Was tut man, wenn irgendwo in der Welt eine Krankheit zur Epidemie wird – wie das zum Beispiel beim Zika-Virus der Fall war? Man versucht zuallererst, mehr über den Erreger herauszufinden, um dann einen Impfstoff zu entwickeln. Dabei bedient sich die medizinische Forschung jener Methoden, für die gestern der Schotte Richard Henderson, der Deutsche Joachim Frank und der Schweizer Jacques Dubochet gemeinsam den diesjährigen Nobelpreis für Chemie bekommen haben. «Was sie geleistet haben, hat eine enorme direkte Bedeutung für Biologie und Medizin», sagt denn auch Gebhard Schertler vom Paul-Scherrer-Institut, dessen Lehrmeister Henderson gewesen ist. Und er antwortet auf die Frage, wie viel Ausdauer hinter dieser Leistung stecke: «Das ist eine gute Frage. Immer wieder hat es Zweifel gegeben, ob Henderson mit seinem Ansatz Erfolg haben würde. Aber er hat unbeirrt dar­an festgehalten.» Und ist jetzt belohnt worden – wobei Frank und Dubochet Entscheidendes beigetragen haben. Weshalb sich die Universität Lausanne, an der Dubochet zuletzt gelehrt hat, auch ganz besonders freut (siehe unten). Dass der Nobelpreis erst jetzt kommt, obschon die drei schon seit Jahrzehnten an der Arbeit sind, hat, so Schertler, «damit zu tun, dass der volle Durchbruch in den letzten vier Jahren geschafft worden ist».

«Ein Bild ist der Schlüssel zum Verstehen. Wissenschaftliche Durchbrüche bauen deshalb auf erfolg-reicher Visualisierung auf.»

Aus der Mitteilung des Nobelkomitees

Wie kann man ins Innere der Zelle schauen, wie erkennen, wie Viren oder Proteinkomplexe gebaut sind? Zum Beispiel jene Eiweissstruktur, die im menschlichen Körper den 24-Stunden-Rhythmus steuert, und die das Nobelpreiskomitee als eine Anwendung jener Kryo-Elektronenmikroskopie nennt, die Henderson, Frank und Dubochet entwickelt haben. Das hat den 1945 in Edinburgh geborenen Richard Henderson schon im Studium in Cambridge beschäftigt. Und zuerst einmal scheitern lassen. Für ein gewöhnliches Lichtmi­kroskop sind jene Proteine viel zu klein, denen sein Interesse galt. Die Röntgenkristallografie hatte ein paar Haken. Denn man brauchte genügend Material, und man musste das Protein dazu bringen, Kristalle zu bilden. Was sich als ziemlich schwierig erwies. So wendete sich Henderson nach all den Rückschlägen in den Siebzigerjahren der Elektronenmikroskopie zu.

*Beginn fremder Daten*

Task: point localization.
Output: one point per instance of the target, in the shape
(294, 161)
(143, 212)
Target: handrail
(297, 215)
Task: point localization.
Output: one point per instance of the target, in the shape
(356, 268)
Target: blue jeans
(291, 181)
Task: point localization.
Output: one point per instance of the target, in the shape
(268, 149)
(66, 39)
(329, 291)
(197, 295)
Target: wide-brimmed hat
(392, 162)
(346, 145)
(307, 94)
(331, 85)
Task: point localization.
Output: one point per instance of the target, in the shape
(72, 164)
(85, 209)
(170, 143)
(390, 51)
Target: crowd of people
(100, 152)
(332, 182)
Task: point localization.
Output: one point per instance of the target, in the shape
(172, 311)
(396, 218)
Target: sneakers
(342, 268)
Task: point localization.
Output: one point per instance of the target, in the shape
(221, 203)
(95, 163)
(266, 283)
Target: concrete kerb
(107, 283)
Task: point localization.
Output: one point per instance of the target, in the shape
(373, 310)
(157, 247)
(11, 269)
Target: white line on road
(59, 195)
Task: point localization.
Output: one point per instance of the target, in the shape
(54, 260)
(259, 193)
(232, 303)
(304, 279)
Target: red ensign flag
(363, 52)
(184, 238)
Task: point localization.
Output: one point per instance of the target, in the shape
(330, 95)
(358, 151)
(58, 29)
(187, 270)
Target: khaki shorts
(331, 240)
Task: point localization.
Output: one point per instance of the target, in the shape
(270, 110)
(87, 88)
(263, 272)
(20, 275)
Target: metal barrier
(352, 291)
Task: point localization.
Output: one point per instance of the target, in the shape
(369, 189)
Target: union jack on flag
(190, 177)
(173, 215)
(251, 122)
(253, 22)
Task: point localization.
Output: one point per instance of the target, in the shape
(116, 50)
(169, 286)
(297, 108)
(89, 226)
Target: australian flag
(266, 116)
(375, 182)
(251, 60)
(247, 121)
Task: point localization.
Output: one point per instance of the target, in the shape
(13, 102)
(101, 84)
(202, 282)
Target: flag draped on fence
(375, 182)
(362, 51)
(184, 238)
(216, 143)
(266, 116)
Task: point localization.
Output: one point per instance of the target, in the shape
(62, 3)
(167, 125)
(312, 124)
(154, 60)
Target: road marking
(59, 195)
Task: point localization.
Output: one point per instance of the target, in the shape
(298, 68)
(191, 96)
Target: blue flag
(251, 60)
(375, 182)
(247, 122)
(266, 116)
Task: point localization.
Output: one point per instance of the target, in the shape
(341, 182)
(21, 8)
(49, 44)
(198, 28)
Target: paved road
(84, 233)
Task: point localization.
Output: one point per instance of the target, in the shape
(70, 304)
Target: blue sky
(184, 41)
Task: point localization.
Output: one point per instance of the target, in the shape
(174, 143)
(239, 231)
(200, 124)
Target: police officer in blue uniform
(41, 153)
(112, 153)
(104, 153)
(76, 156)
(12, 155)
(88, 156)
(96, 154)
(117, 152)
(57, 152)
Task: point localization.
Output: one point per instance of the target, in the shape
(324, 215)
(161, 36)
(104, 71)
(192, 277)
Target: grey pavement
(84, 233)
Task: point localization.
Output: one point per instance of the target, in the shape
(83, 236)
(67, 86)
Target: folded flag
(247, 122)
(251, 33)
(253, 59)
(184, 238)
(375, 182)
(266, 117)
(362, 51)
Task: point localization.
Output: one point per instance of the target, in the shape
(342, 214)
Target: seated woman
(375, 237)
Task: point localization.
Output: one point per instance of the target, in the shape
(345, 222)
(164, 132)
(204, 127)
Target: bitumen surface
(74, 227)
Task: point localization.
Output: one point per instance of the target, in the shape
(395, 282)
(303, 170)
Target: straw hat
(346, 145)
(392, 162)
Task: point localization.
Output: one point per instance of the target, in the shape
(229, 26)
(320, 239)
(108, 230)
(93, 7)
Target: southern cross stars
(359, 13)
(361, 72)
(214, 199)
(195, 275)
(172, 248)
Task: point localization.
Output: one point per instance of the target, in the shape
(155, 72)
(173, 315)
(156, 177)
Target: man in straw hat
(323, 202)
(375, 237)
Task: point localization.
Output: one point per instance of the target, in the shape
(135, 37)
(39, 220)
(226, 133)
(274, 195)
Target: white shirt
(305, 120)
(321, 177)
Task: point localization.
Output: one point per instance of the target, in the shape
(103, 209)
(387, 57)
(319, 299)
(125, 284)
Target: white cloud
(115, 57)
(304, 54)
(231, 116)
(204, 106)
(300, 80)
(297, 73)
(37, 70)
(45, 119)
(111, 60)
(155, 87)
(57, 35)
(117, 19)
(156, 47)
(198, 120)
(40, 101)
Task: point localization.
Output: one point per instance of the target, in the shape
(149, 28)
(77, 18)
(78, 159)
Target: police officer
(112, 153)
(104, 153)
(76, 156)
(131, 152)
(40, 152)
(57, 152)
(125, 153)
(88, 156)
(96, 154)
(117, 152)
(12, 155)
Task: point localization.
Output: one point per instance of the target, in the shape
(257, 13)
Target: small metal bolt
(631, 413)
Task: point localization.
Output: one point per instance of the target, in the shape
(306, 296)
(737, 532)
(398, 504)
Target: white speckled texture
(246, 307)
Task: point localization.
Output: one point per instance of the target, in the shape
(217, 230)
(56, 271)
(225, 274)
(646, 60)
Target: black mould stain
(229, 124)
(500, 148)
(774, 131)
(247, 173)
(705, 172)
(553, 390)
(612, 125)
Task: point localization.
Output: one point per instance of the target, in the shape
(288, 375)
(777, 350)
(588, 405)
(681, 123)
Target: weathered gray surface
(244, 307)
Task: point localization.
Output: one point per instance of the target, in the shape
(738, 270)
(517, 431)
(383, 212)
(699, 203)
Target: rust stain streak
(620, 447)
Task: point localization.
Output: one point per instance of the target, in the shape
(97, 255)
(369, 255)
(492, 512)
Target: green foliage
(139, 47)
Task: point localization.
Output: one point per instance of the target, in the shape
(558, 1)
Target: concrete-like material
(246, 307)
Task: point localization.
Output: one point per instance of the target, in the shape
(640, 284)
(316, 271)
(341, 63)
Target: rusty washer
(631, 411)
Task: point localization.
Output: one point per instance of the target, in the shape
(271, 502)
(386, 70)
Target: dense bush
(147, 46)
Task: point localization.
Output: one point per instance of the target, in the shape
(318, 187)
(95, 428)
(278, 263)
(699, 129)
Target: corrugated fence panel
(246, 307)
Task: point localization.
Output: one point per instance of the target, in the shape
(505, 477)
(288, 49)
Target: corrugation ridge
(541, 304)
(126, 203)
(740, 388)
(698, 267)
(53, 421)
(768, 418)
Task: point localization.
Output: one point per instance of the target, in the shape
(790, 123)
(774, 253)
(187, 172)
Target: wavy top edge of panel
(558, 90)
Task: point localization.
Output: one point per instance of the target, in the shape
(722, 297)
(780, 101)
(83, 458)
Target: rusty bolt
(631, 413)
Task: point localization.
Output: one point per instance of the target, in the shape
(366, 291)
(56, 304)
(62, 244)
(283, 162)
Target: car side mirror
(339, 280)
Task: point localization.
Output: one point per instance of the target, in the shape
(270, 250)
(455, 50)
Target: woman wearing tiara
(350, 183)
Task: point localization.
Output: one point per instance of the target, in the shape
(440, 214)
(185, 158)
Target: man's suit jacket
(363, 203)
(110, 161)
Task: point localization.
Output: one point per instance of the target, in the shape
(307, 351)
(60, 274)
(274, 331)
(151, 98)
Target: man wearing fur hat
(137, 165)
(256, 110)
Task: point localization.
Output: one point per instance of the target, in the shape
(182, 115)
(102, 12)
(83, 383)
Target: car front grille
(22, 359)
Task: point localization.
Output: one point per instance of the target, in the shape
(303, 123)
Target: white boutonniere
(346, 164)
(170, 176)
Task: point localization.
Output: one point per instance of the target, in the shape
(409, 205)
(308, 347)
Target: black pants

Gefrorenes Wasser als Schlüssel

Allerdings: Für biologische Materialien schien sich die Elektronenmikroskopie kaum zu eignen, weil ihre intensive Strahlung die fragilen Proben zerstörte. Ausserdem trocknete das erforderliche Vakuum diese Proben aus. Mit einem schwachen Elektronenstrahl konnte Henderson Schäden vermindern. Doch blieben die Ergebnisse unbefriedigend, bis sich die Erkenntnisse des in New York forschenden Joachim Frank und jene von Jacques Dubochet dazugesellten. Frank tüftelte in mehr als zehn Jahren eine mathematische Methode aus, um aus vielen unscharfen zweidimensionalen Aufnahmen eine dreidimensionale Struktur zu gewinnen. Und Jacques Dubochet schaffte es, das die Proben umgebende Wasser zu vitrifizieren. Das heisst: Dieses Wasser wird so schnell gefroren, dass sich keine Kristalle bilden, sondern ein glasartiger Überzug. Unter ihm behalten die Biomoleküle ihre Form, und das Wasser verdampft nicht sofort im Vakuum des Elektronenmikroskops. Ein letzter Schritt wurde dann 2013 getan, als ein neuartiger Elektronendetektor die Auflösung noch einmal deutlich verbesserte. Seitdem liegt das Buch des Lebens offener vor den Forschern denn je. Biologie und Medizin werden davon enorm profitieren. Denn, betont das Nobelkomitee: «Ein Bild ist der Schlüssel zum Verstehen. Wissenschaftliche Durchbrüche bauen deshalb auf erfolgreicher Visualisierung auf.»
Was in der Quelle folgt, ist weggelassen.